In Southeastern Mechanical Svs., Inc. v. Brody, et. al., 2009 U.S. Dist. LEXIS 69830 (M.D. Fla. July 24, 2009), U.S. Magistrate Judge Elizabeth A. Jenkins denied defendant Thermal Engineering Constr. Svs., Inc.'s motion for spoliation sanctions.

Defendants sought spoliation sanctions alleging plaintiff failed to adopt a proper litigation hold procedure prior to the time of filing this lawsuit.  In discovery, plaintiff's information technology manger testified that plaintiff retained emails on its company server until an employee deleted the email.  After such time, the email would reside on a daily backup tape which are overwritten every two weeks.   Defendant Brody's last day of employment with plaintiffs was May 27, 2008.  Within a few days of his departure, the IT manager reviewed Brody's computer and realized that his email, contacts and tasks had all been deleted from the computer.  The IT manager waited more than two weeks after Brody's departure to review backup tapes for Brody's electronically stored information.  Defendants allege that all of Brody's information had been permanently destroyed due to the automatic overwriting of the backup tapes and that plaintiff's failure to halt the automatic deletion amounted to spoliation of evidence.

In Florida law, a party seeking spoliation sanctions must prove:  (1) the evidence existed at one time; (2) the alleged spoliator had a duty to preserve the evidence, and (3) the evidence was crucial to the movant's prima facie case or defense.  In addition to these factors, the 11th Circuit has indicated that spoliation sanctions are only appropriate when there is a showing of bad faith.  Mere negligence in losing or destroying records is insufficient for an adverse inference instruction.

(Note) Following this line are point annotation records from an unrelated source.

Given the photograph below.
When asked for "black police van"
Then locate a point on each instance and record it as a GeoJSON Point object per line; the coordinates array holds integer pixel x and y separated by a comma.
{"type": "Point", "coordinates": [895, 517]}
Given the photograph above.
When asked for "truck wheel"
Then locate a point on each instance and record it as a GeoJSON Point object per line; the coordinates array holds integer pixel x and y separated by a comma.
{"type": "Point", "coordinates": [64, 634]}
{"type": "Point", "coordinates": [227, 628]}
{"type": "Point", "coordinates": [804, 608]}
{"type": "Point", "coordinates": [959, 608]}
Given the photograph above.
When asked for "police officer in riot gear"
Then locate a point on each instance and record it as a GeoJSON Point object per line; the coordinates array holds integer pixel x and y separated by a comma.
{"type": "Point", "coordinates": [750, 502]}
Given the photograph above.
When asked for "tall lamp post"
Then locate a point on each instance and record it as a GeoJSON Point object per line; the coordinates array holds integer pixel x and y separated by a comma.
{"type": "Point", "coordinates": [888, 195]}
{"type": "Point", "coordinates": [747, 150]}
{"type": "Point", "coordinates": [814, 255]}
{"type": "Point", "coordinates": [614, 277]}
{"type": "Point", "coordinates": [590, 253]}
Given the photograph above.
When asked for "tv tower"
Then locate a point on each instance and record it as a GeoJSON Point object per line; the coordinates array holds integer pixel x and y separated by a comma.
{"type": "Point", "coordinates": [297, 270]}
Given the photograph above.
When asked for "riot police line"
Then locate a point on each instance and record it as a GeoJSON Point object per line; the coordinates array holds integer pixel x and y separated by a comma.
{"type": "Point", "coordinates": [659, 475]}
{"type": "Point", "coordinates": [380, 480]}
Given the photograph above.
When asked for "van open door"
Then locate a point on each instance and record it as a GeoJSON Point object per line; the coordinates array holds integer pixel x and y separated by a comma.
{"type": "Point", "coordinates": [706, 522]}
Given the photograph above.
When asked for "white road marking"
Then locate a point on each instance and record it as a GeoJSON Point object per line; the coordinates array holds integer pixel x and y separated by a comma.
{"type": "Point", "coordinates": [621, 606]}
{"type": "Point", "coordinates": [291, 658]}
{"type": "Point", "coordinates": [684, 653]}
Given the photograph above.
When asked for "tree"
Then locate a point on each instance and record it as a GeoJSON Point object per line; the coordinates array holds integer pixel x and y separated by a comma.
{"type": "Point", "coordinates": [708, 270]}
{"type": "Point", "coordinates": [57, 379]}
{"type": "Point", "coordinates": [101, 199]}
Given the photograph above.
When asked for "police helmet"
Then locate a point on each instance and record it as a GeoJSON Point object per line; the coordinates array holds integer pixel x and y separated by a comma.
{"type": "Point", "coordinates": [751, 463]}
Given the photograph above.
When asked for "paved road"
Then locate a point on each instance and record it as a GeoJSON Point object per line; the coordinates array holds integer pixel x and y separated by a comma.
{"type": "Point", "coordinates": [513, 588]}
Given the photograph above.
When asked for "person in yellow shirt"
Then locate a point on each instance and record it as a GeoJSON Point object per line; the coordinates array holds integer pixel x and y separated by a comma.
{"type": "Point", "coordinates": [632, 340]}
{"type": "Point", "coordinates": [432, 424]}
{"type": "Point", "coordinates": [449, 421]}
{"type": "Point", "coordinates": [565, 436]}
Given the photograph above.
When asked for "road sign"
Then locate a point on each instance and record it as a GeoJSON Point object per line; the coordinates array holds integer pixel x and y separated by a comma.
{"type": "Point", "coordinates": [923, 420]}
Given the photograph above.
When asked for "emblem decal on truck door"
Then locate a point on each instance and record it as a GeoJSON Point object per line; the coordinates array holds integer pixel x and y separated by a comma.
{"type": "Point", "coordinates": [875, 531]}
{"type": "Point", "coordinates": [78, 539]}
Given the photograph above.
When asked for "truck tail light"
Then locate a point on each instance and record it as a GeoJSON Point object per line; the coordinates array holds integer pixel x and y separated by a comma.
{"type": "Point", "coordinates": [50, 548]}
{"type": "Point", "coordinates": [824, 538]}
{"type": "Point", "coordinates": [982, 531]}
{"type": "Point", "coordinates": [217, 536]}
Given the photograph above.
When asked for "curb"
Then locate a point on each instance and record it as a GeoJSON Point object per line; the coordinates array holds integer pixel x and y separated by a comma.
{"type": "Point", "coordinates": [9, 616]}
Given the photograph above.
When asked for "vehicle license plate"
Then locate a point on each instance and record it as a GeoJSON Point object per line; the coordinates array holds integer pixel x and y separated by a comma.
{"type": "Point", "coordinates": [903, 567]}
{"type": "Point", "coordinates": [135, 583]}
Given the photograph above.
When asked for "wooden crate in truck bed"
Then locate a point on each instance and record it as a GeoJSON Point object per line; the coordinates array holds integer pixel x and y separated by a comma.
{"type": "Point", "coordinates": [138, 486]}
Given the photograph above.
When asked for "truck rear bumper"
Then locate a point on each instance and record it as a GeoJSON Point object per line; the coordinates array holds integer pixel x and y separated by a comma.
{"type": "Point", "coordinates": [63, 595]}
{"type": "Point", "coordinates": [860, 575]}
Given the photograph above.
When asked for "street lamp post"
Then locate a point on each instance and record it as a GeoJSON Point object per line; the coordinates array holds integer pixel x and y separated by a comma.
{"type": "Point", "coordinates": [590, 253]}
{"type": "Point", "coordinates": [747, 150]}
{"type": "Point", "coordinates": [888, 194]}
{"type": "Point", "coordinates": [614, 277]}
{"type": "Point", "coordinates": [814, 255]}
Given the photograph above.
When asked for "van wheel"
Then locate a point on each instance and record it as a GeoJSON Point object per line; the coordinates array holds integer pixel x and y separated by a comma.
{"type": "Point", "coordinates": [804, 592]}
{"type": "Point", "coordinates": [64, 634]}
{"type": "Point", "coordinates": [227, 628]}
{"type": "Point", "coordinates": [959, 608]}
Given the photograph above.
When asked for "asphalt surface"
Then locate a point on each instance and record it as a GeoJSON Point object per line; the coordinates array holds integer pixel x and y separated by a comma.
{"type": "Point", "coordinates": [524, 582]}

The court held that plaintiff did not anticipate litigation until June 3, 2008 at the earliest and should have put a litigation hold in place to suspend routine overwriting of backup tapes for Brody since he was a key player in litigation whose active emails had been deleted.  However, the court ruled that defendants had not proved that plaintiff's act of overwriting the backup tapes was not done in bad faith or that any information on the backup tape was relevant to the litigation.